Crash-based Evaluation of the Speed Camera Program in Victoria 1990-1991

Phase 1: General effects. Phase 2: Effects of program mechanisms

Monash University Accident Research Centre - Report #42 - 1992

Full report pdf format [1.7MB]

Authors: M. Cameron, A. Cavallo & A. Gilbert

Abstract:

A major speed camera program was launched in April 1990 in Victoria which involved a dramatic increase in the detection of speeding offenders and a multi-million dollar, Statewide publicity campaign through all mass media. This report describes Phases 1 and 2 of an evaluation study examining its effects on crashes. Phase 1 examined the general effects Victoria-wide, in Melbourne, and in the rest of the State separately, and Phase 2 attempted to link the effects to the various speeding deterrence mechanisms (both specific and general deterrence) associated with the program.

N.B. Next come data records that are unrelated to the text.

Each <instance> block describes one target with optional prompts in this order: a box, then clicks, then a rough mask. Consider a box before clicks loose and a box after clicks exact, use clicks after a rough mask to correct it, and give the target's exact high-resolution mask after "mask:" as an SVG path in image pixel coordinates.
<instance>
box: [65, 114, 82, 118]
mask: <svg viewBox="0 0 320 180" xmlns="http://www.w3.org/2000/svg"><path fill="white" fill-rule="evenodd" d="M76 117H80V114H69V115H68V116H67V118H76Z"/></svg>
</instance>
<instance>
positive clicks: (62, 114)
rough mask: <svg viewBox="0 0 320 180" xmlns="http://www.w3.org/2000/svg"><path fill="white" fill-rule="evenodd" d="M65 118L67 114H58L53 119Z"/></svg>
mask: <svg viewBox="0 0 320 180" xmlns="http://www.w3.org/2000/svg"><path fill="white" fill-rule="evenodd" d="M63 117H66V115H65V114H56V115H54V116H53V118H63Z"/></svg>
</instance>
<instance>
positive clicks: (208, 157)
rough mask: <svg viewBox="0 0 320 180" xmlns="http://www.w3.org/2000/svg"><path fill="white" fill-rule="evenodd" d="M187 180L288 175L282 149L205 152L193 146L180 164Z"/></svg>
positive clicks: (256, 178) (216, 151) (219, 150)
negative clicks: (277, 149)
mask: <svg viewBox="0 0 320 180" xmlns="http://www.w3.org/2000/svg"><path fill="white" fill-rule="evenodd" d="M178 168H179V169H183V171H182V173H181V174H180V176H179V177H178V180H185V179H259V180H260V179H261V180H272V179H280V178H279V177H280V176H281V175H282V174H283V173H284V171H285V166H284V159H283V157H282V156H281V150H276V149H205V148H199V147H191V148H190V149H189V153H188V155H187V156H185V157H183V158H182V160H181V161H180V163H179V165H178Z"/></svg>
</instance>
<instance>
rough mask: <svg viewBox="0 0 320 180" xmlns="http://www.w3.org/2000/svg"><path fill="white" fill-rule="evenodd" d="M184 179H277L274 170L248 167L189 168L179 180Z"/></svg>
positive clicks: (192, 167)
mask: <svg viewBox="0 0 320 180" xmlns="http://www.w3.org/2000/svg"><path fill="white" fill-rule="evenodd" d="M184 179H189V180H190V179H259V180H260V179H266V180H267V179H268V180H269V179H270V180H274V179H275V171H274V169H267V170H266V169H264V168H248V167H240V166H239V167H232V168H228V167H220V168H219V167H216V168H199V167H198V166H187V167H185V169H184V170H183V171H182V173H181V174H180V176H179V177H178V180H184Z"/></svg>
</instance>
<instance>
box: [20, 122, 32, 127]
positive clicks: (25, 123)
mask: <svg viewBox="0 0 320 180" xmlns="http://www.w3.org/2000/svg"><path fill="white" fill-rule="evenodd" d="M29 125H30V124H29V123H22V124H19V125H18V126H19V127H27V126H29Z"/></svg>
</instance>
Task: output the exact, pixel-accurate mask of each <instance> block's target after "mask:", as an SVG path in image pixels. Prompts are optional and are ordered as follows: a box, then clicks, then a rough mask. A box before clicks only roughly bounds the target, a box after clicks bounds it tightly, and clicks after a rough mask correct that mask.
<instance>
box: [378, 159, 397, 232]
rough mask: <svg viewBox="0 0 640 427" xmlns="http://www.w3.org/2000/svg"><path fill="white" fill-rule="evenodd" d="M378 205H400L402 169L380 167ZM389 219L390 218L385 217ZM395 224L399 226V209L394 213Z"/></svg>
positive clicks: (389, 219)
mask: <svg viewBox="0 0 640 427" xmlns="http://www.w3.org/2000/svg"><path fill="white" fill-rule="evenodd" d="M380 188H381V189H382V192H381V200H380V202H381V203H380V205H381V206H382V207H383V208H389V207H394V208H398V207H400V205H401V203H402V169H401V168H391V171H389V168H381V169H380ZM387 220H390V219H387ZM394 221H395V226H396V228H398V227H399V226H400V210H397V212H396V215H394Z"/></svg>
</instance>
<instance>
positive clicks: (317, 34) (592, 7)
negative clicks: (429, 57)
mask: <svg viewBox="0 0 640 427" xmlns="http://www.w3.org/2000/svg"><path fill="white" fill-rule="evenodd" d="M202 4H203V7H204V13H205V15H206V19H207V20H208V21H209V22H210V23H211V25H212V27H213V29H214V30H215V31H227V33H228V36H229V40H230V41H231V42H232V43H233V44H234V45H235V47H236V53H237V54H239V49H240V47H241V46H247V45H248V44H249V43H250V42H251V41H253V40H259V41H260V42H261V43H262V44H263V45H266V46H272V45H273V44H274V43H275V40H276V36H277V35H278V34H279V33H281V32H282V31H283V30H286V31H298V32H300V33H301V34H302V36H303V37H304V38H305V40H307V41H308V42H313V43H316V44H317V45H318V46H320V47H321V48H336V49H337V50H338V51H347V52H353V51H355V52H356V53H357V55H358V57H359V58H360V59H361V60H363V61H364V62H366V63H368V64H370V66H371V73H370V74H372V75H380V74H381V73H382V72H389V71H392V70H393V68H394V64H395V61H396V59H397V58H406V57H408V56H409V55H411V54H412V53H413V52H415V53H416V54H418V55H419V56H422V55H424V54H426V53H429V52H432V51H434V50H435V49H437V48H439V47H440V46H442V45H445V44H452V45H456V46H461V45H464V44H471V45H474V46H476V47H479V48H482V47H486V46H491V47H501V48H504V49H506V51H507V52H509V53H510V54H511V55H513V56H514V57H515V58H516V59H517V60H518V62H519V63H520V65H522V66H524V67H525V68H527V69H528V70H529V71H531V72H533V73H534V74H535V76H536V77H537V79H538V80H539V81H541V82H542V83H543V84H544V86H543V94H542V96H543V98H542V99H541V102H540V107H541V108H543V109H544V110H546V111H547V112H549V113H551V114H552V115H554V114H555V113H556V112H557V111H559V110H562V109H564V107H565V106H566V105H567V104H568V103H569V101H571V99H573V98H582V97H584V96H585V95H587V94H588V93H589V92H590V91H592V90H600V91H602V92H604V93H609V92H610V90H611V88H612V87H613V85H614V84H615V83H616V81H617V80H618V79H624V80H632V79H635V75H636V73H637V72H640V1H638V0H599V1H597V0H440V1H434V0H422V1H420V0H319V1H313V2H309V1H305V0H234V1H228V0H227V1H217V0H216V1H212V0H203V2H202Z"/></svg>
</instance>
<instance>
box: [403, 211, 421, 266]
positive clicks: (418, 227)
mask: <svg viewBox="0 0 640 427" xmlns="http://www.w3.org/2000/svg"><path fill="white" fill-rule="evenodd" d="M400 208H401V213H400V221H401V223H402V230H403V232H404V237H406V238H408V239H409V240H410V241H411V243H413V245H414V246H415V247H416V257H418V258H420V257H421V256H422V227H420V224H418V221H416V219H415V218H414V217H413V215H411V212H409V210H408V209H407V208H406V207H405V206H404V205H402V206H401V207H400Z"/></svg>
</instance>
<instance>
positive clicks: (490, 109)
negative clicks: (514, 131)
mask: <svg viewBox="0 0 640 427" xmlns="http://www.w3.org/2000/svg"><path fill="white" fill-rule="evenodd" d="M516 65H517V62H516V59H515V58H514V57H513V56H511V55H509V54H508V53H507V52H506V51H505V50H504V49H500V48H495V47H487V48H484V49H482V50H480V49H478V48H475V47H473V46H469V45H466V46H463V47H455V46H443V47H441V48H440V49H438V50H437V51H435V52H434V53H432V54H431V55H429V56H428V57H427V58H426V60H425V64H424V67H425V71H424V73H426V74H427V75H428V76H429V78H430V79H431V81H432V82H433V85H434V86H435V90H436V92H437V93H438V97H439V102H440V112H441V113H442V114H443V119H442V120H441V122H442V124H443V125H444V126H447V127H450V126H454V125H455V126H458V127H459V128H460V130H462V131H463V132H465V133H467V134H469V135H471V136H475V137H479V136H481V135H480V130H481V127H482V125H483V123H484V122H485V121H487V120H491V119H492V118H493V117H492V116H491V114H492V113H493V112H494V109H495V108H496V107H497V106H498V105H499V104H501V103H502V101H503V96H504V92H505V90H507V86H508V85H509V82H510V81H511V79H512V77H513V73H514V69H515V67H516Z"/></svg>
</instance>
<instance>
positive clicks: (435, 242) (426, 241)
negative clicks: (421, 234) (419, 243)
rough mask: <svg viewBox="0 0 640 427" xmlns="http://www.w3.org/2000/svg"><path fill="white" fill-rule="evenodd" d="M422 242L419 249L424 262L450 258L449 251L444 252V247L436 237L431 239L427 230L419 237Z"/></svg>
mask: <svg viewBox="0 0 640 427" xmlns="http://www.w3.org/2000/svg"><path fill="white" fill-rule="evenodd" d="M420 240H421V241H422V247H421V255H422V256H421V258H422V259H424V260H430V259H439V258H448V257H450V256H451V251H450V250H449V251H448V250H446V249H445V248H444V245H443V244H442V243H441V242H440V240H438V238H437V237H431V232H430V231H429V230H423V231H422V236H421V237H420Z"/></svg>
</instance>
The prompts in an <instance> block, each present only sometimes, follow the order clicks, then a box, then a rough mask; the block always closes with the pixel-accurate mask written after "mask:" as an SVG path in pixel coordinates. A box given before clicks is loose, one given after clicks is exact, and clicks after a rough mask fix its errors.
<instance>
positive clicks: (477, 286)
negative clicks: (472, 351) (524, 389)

The results of Phase 1 indicated that the speed camera program in Victoria has been associated with decreases in the frequency of reported casualty crashes which occur in low alcohol times of the week and also decreases in their injury severity. These decreases have been calculated as departures from expected values based on past trends and seasonal patterns, changes in unemployment rate, and using the comparable areas of New South Wales as a control. The program appears to have had its greatest effects (in terms of decreases in the frequency of casualty crashes) on arterial roads in Melbourne and on 60 km/h roads in rural Victoria, where the majority of the speed camera operations have taken place within the respective Melbourne and country areas. This pattern of results provides further evidence that the observed effects relate to the speed camera program. The results of Phase 2 suggested that the reductions in the frequency of casualty crashes (in low alcohol hours) appeared to be linked with speed camera TINs (Traffic Infringement Notices) issued to detected drivers, Transport Accident Commission (TAC) road safety publicity in general and TAC speed related publicity in particular (lower level of significance). Reductions in the injury severity of casualty crashes (in low alcohol hours) appeared to be associated with speed camera TINs issued and hours of camera operation.

It is planned to undertake two further Phases of evaluation: Phase 3 will attempt to examine the localised effects in time and space related to the camera operations, while Phase 4 will attempt to link the observed effects with changes in speed behaviour.